Cable and phone companies know what being a pipe is like, after all. They've been there, done that. If you'll recall, cable companies originally did nothing but capture distant television signals and transport them to the homes of subscribers who lived too far out in the boonies to pull in a decent over-the-air signal.

Phone companies were also pipes.  They played no role in the "content" that their subscribers generated when they called each other.

Three-legged stool

Ah, but that was then. Now, the cable and phone companies are basically in the same business. They provide lowly old telephone service, broadband data and the programming packages that consist of clumps of network and local stations and the output of HBO, AMC, CNN and all the other program producers out there.

So, the cable and phone companies have gotten a grip on two of the three legs of the stool -- the pipes and the distribution rights to  programs produced by third parties. Comcast has gone even further and added a third leg with its purchase of NBC Universal, a program producer.  

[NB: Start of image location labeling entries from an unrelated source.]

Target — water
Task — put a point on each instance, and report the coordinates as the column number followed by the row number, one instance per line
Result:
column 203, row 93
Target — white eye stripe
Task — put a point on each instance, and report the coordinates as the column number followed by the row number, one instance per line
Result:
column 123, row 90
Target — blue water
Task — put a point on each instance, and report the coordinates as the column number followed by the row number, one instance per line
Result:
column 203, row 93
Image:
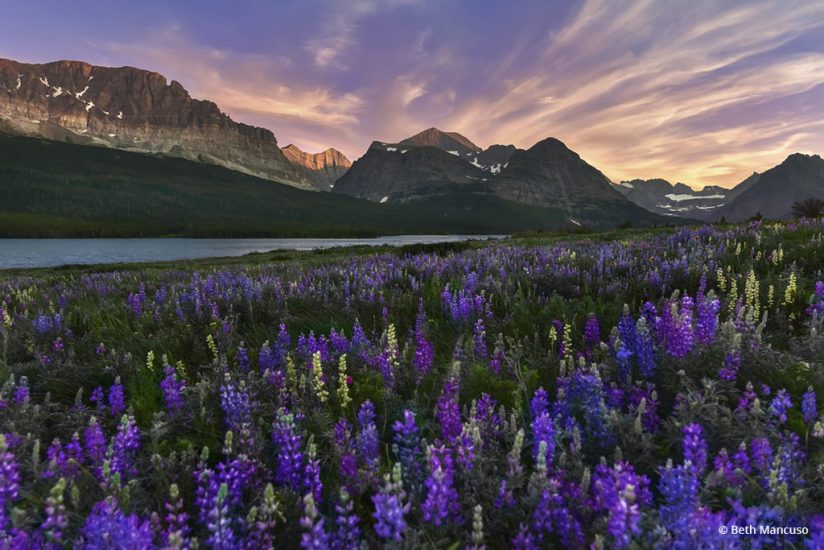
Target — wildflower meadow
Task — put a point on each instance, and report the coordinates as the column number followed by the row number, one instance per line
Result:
column 657, row 389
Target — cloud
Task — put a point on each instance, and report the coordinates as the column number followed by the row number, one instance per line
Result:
column 698, row 91
column 643, row 89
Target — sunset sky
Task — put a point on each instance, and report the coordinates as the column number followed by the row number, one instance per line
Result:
column 699, row 91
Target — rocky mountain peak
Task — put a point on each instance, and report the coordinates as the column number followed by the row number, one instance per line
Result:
column 324, row 168
column 451, row 142
column 134, row 109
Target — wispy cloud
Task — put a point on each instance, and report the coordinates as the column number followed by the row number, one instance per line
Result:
column 698, row 91
column 642, row 89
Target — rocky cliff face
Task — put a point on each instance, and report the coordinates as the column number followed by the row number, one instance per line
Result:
column 324, row 168
column 396, row 172
column 550, row 174
column 662, row 197
column 451, row 142
column 138, row 110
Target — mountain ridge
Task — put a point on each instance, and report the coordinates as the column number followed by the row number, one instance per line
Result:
column 137, row 110
column 324, row 168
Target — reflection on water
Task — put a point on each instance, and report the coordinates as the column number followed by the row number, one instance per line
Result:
column 54, row 252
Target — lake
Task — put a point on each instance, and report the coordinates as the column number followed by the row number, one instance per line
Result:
column 29, row 253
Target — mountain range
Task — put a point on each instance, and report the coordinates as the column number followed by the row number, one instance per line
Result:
column 432, row 173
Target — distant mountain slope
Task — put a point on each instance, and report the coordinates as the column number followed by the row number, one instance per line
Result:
column 550, row 174
column 51, row 189
column 137, row 110
column 773, row 192
column 451, row 142
column 324, row 168
column 662, row 197
column 391, row 172
column 494, row 158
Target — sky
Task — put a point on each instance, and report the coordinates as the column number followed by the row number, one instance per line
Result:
column 697, row 91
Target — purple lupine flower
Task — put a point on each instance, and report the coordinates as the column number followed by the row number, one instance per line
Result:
column 649, row 420
column 789, row 460
column 348, row 534
column 619, row 493
column 289, row 453
column 424, row 351
column 559, row 330
column 817, row 301
column 171, row 388
column 479, row 346
column 644, row 350
column 124, row 447
column 21, row 391
column 762, row 453
column 242, row 358
column 390, row 507
column 442, row 501
column 592, row 334
column 449, row 411
column 809, row 410
column 9, row 481
column 733, row 468
column 816, row 539
column 97, row 397
column 707, row 320
column 408, row 444
column 95, row 446
column 219, row 492
column 622, row 357
column 780, row 405
column 64, row 462
column 539, row 403
column 266, row 359
column 553, row 515
column 175, row 535
column 135, row 301
column 524, row 540
column 678, row 329
column 311, row 477
column 219, row 524
column 679, row 488
column 236, row 405
column 368, row 439
column 56, row 520
column 746, row 401
column 117, row 401
column 108, row 527
column 315, row 537
column 626, row 330
column 543, row 431
column 695, row 448
column 732, row 363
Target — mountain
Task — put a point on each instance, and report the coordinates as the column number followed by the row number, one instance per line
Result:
column 550, row 174
column 662, row 197
column 495, row 158
column 773, row 192
column 136, row 110
column 451, row 142
column 391, row 172
column 58, row 189
column 547, row 176
column 324, row 168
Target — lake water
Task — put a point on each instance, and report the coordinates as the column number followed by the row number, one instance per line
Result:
column 28, row 253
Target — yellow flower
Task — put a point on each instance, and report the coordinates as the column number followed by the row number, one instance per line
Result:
column 792, row 289
column 343, row 385
column 210, row 341
column 317, row 378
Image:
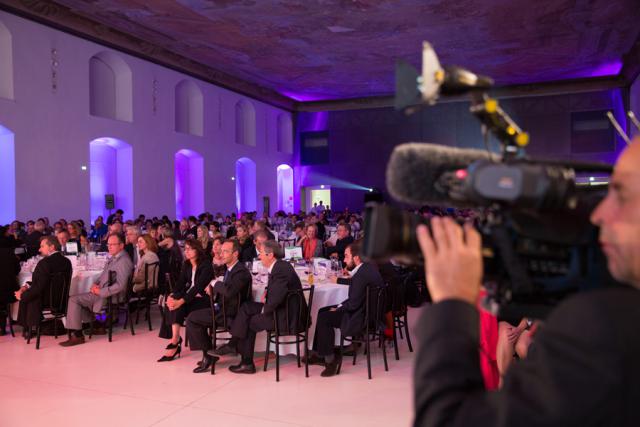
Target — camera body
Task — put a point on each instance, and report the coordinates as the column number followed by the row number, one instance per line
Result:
column 538, row 243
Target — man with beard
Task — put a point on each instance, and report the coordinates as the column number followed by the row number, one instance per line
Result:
column 349, row 315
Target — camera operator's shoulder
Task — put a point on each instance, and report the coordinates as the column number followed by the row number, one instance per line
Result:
column 598, row 312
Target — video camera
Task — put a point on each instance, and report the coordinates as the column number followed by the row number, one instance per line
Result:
column 538, row 242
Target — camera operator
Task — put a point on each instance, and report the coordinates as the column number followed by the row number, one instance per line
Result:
column 584, row 369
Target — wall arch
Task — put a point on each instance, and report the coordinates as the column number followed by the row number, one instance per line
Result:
column 110, row 87
column 188, row 108
column 245, row 185
column 245, row 115
column 7, row 176
column 189, row 183
column 110, row 172
column 6, row 62
column 285, row 134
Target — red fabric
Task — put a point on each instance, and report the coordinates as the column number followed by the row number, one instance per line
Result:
column 488, row 348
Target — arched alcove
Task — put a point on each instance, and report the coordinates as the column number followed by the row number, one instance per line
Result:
column 6, row 63
column 245, row 185
column 7, row 176
column 245, row 115
column 189, row 181
column 110, row 172
column 285, row 188
column 188, row 109
column 110, row 87
column 285, row 134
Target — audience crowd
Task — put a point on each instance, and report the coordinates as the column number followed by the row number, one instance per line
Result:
column 199, row 273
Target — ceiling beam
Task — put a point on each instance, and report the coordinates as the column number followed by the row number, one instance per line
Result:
column 565, row 87
column 64, row 19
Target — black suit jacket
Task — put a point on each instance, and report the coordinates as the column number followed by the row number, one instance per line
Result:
column 35, row 298
column 9, row 269
column 354, row 306
column 234, row 289
column 582, row 368
column 204, row 275
column 283, row 278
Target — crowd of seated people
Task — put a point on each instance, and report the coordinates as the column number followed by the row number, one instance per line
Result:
column 209, row 269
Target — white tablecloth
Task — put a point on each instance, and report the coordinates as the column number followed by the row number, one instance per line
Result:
column 325, row 294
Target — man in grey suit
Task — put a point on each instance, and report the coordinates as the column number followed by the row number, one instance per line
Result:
column 121, row 264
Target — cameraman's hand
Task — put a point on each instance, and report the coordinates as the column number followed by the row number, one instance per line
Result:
column 453, row 260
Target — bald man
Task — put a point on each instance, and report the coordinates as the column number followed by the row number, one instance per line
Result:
column 585, row 367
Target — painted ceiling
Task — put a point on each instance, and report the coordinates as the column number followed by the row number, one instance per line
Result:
column 337, row 49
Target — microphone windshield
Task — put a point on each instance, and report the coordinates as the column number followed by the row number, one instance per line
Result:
column 414, row 168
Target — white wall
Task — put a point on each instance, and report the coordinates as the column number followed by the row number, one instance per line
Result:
column 53, row 130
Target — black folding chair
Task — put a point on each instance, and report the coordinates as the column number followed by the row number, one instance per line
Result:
column 299, row 336
column 374, row 326
column 225, row 326
column 399, row 311
column 143, row 299
column 55, row 305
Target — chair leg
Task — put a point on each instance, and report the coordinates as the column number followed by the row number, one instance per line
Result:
column 149, row 315
column 384, row 352
column 38, row 337
column 340, row 361
column 306, row 355
column 10, row 321
column 406, row 328
column 110, row 320
column 266, row 352
column 277, row 357
column 395, row 339
column 368, row 349
column 131, row 325
column 355, row 353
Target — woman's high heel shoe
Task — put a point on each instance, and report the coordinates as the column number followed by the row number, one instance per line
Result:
column 171, row 346
column 170, row 358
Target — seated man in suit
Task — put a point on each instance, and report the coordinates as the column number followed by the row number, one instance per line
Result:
column 121, row 264
column 35, row 293
column 254, row 317
column 349, row 315
column 344, row 239
column 234, row 289
column 252, row 252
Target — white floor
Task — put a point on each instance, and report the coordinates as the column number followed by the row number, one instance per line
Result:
column 120, row 384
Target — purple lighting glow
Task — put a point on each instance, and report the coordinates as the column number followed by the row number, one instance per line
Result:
column 189, row 183
column 7, row 176
column 245, row 185
column 607, row 69
column 110, row 172
column 285, row 188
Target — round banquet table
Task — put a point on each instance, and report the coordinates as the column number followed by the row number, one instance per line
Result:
column 324, row 294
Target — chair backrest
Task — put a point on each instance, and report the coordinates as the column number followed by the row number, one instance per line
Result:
column 58, row 297
column 375, row 308
column 151, row 275
column 303, row 316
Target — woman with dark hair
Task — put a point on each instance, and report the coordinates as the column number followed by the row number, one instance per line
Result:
column 219, row 266
column 188, row 295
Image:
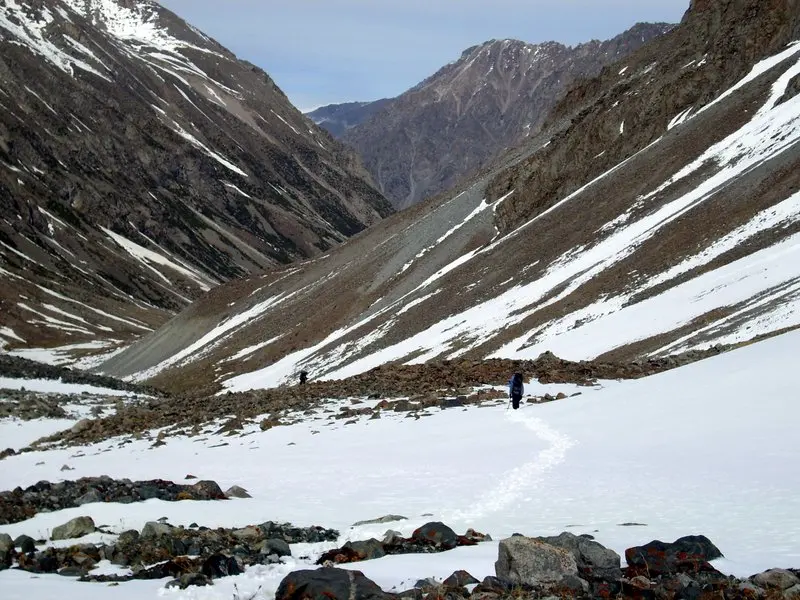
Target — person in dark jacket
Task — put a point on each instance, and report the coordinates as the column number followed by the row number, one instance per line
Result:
column 516, row 389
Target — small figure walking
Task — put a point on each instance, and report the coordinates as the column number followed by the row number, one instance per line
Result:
column 516, row 389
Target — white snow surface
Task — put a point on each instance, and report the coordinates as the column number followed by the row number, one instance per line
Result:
column 705, row 449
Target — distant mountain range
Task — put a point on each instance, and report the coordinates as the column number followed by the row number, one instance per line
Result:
column 455, row 122
column 141, row 164
column 338, row 118
column 656, row 212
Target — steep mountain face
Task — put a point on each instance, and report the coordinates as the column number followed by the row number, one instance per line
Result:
column 141, row 164
column 492, row 98
column 676, row 228
column 338, row 118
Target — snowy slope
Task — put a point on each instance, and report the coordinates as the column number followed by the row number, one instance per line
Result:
column 703, row 449
column 149, row 165
column 706, row 251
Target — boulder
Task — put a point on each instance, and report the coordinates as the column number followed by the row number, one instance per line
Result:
column 392, row 537
column 384, row 519
column 219, row 565
column 249, row 534
column 529, row 561
column 781, row 579
column 437, row 534
column 25, row 543
column 6, row 546
column 367, row 549
column 237, row 492
column 275, row 546
column 207, row 490
column 89, row 497
column 594, row 560
column 459, row 579
column 75, row 528
column 328, row 583
column 189, row 579
column 154, row 529
column 689, row 554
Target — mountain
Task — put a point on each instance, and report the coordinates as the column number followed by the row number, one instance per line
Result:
column 492, row 98
column 338, row 118
column 657, row 212
column 141, row 164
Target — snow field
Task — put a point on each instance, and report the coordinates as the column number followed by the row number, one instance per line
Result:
column 703, row 449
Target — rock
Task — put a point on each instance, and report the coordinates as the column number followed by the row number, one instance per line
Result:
column 368, row 549
column 530, row 561
column 237, row 492
column 328, row 583
column 429, row 583
column 75, row 528
column 453, row 402
column 81, row 426
column 89, row 497
column 459, row 579
column 25, row 543
column 207, row 490
column 6, row 546
column 249, row 534
column 793, row 593
column 689, row 554
column 475, row 536
column 781, row 579
column 392, row 537
column 184, row 581
column 436, row 533
column 267, row 424
column 275, row 546
column 593, row 560
column 219, row 565
column 154, row 529
column 384, row 519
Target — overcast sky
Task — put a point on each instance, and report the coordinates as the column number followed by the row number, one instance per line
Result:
column 325, row 51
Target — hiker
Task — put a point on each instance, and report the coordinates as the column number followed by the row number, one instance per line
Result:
column 515, row 389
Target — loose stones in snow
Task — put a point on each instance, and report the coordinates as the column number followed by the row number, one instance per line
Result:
column 75, row 528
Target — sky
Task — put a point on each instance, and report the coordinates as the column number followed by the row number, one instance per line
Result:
column 329, row 51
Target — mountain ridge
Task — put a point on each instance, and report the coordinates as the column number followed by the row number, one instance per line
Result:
column 458, row 119
column 141, row 164
column 678, row 238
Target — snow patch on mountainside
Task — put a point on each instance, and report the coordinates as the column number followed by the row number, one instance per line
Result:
column 30, row 27
column 627, row 442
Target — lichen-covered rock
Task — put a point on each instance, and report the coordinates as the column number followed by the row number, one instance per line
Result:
column 75, row 528
column 436, row 533
column 328, row 583
column 530, row 561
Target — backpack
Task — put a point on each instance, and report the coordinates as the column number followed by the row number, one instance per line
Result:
column 516, row 385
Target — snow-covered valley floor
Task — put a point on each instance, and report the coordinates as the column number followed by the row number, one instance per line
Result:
column 710, row 448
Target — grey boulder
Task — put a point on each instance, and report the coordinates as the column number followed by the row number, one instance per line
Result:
column 530, row 561
column 75, row 528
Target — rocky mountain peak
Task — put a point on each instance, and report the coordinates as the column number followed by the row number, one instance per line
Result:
column 141, row 164
column 457, row 120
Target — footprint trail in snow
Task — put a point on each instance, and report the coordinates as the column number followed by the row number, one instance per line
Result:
column 513, row 485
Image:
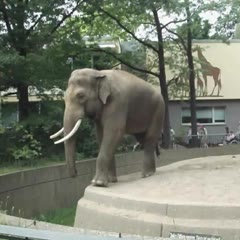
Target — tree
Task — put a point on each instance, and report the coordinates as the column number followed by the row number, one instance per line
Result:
column 228, row 17
column 26, row 28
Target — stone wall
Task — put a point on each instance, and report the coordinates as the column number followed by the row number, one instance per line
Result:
column 32, row 192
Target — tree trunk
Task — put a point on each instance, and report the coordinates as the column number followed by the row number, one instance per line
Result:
column 22, row 91
column 162, row 80
column 23, row 103
column 191, row 80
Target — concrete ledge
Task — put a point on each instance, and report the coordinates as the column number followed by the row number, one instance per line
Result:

But the stool is getting a little wobbly lately, thanks to such interlopers as Netflix, Amazon, Hulu and the other services that distribute third-party programs over the Internet, which basically consists of the pipes owned by the big cable and phone companies.

Consumers like this because it lets them pick and choose. Instead of paying $100 or more to subscribe to 173 channels to get access to the four or five shows they watch regularly, they can buy a very inexpensive (or, in some cases, free) subscription to a streaming service that lets them watch some stuff for free and pay a few bucks for premium stuff, like recent movies and TV shows. 

The Wall Street Journal reports that it has learned that Justice Department officials have been talking with various players in the industry, asking probing questions about such issues as data caps, the limits that cable and phone companies impose on their subscribers.

Could it be, the investigators wonder, that the cable and phone companies are worried that their subscribers will figure out that as long as they have the pipe, they don't need the distribution services they now pay so dearly for.

Just to be clear about this, not all program producers are crazy about scrapping the present set-up. As it works now, a cable company works out a deal to distribute -- let's say -- AMC, a movie channel. It then pays AMC a certain amount each month for every household that subscribes to the package that includes AMC, even though many of those households will most likely never watch AMC.

Some of AMC's finest

This is not a purely hypothetical example. Dish Network is currently threatening to drop AMC, claiming it's too expensive and not enough subscribers watch it.

There are quite a few cable channels out there that might find themselves going back to beans and rice if they got paid only when somebody actually watched one of their shows. It would be like the  Internet sites that try to get by on those pay-per-click ads the newspapers complain so bitterly about. (Newspapers are kind of an early version of cable pipes, more like buckets really, but that's another story).

Where all of this goes from here is anybody's guess.  After all, when you take cable, telecommunications and broadcasting, you're talking about three of the most heavily-regulated (i.e., governmentally protected) industries out there, so expect some heavy lobbying before anything much happens.